Study of gamma-ray generation in high-intensity laser-plasma interactions at ELI Beamlines


The goal of this collaborative project is to demonstrate efficient generation of gamma-ray beams and characterize their energy spectra. The emission of MeV photons will be achieved by driving a multi-GigaGauss quasi-static azimuthal magnetic field inside a dense plasma that is rendered transparent by an ultra-high-intensity laser pulse. Plasma electrons serve as a mediator in the conversion of the laser energy into a dense beam of energetic gamma-rays. The confining azimuthal magnetic field facilitates electron energy gain from the laser, while, at the same time, the electron deflections within the magnetic field cause the electrons to emit MeV gamma-rays in the direction of the laser propagation. The extreme magnetic field strength and high electron energy boost the quantum nonlinearity parameter characterizing the photon emission to the level where a single photon can carry an appreciable fraction of the emitting electron’s energy, which ensures high efficiency of gamma-ray emission. The experiments will be performed at the ELI Beamlines laser facility in the Czech Republic using the PW-scale L3 laser and the multi-PW L4 laser that is expected to be available in the last year of the project. The ability of these lasers to reach ultra-high on-target intensity is the key to accessing the desired regime. The experiments will utilize low-mass foam targets to produce a dense plasma whose electron density is well above the classical cutoff density, but below the relativistically adjusted cutoff density for the laser intensities used in the experiments. This choice of target density will enable laser propagation into the plasma.

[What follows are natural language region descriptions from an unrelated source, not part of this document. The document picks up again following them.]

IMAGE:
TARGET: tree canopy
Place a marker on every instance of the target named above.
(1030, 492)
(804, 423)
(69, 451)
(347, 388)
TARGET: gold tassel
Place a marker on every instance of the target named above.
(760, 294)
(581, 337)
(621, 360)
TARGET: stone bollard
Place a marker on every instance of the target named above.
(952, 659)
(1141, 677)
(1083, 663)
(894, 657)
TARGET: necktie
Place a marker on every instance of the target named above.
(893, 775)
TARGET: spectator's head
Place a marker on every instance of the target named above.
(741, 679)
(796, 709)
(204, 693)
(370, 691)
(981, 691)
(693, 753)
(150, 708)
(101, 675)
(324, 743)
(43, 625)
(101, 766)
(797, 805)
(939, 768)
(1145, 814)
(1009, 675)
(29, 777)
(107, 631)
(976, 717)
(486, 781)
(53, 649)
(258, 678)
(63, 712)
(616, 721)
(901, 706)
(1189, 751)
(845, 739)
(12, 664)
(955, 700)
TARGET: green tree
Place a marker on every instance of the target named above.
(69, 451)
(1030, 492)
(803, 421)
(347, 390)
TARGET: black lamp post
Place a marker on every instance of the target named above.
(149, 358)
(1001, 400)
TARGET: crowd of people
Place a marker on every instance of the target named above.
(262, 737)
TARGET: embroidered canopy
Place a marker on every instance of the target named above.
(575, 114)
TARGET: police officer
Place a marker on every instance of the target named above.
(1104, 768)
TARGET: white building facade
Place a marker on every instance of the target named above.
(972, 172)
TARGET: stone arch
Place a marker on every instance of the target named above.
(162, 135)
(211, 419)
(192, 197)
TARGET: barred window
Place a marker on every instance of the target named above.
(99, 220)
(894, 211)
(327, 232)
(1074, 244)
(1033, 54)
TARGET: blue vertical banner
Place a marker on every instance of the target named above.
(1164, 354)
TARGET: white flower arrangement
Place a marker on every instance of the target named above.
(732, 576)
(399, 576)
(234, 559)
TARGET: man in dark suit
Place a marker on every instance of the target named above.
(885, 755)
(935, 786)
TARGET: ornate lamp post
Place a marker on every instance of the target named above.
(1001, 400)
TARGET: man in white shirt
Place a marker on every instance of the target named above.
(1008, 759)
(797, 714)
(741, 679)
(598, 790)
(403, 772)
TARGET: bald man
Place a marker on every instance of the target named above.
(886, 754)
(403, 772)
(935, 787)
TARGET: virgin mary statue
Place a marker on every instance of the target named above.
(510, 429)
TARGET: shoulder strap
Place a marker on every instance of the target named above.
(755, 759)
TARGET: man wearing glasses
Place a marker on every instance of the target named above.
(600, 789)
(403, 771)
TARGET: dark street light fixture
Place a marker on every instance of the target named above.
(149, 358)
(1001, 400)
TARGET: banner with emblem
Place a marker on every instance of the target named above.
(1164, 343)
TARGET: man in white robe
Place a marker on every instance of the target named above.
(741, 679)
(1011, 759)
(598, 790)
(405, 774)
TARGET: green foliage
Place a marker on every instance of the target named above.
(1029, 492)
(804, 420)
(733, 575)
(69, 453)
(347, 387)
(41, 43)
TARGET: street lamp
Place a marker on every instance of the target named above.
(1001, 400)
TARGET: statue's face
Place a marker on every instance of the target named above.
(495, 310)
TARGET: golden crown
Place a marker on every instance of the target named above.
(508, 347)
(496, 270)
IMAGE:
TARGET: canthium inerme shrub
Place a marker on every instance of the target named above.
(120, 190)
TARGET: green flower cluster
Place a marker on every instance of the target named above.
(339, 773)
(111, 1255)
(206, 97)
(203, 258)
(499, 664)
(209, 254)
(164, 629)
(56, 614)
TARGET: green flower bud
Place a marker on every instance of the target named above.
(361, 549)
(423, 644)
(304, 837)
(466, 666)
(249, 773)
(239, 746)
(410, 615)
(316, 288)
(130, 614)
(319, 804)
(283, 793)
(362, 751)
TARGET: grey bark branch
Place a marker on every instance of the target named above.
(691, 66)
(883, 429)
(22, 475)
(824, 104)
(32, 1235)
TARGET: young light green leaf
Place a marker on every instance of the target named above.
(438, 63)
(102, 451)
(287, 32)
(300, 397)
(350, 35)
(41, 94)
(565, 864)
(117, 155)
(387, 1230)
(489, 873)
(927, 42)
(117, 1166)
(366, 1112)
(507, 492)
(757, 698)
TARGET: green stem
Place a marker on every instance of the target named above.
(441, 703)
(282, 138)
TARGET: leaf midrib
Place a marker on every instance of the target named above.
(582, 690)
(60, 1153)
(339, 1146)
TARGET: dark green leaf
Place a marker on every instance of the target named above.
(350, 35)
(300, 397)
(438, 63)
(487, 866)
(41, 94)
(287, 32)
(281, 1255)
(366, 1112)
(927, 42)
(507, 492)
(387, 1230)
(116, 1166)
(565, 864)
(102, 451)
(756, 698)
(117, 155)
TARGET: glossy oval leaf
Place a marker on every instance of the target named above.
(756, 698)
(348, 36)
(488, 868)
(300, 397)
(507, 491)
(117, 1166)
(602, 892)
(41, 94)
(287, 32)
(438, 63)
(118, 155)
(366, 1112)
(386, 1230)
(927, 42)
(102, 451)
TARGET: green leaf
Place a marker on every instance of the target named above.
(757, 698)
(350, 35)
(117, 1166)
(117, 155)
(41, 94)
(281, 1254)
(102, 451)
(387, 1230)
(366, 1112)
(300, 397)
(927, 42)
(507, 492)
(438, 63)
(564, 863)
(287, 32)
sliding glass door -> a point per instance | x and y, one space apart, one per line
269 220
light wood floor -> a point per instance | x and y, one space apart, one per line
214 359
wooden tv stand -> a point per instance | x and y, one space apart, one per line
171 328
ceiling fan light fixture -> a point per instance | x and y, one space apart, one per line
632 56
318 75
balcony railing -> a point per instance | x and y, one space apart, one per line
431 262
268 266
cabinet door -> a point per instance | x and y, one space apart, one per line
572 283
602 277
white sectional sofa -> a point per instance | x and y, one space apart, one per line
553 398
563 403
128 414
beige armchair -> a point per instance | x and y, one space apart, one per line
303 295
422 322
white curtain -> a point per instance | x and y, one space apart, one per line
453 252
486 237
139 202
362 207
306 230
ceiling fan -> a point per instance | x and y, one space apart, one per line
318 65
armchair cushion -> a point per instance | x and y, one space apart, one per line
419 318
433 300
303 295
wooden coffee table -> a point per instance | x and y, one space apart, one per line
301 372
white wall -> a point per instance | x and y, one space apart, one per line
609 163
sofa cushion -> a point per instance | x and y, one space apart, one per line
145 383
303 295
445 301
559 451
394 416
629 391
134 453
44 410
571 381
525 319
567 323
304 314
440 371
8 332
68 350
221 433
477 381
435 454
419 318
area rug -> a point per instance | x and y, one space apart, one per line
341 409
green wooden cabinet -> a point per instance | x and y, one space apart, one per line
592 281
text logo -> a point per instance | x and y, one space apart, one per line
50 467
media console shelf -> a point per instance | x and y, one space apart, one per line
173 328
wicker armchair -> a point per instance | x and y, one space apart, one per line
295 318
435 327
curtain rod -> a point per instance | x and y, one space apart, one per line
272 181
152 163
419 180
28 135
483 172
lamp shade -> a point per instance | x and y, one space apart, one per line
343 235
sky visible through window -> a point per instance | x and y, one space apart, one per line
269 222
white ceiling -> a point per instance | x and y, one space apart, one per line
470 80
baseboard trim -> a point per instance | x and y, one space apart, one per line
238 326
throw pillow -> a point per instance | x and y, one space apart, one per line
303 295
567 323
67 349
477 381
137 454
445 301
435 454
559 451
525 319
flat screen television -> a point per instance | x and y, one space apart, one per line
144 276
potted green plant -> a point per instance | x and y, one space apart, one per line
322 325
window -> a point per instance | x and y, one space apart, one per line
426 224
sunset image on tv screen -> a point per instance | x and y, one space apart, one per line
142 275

The project is a collaborative effort that leverages simulation/theory expertise at the University of California – San Diego that is directly relevant to the investigated regime and unique experimental capabilities and experimental expertise at ELI Beamlines. Computational and theoretical research will guide the experiments by identifying ways to increase the magnetic field strength, improve electron acceleration, and control the spectrum of the emitted gamma-rays through laser and target parameters. Directed multi-MeV photon beams containing 10^12 photons that are only a hundred of femtoseconds in duration are an expected outcome of this research project.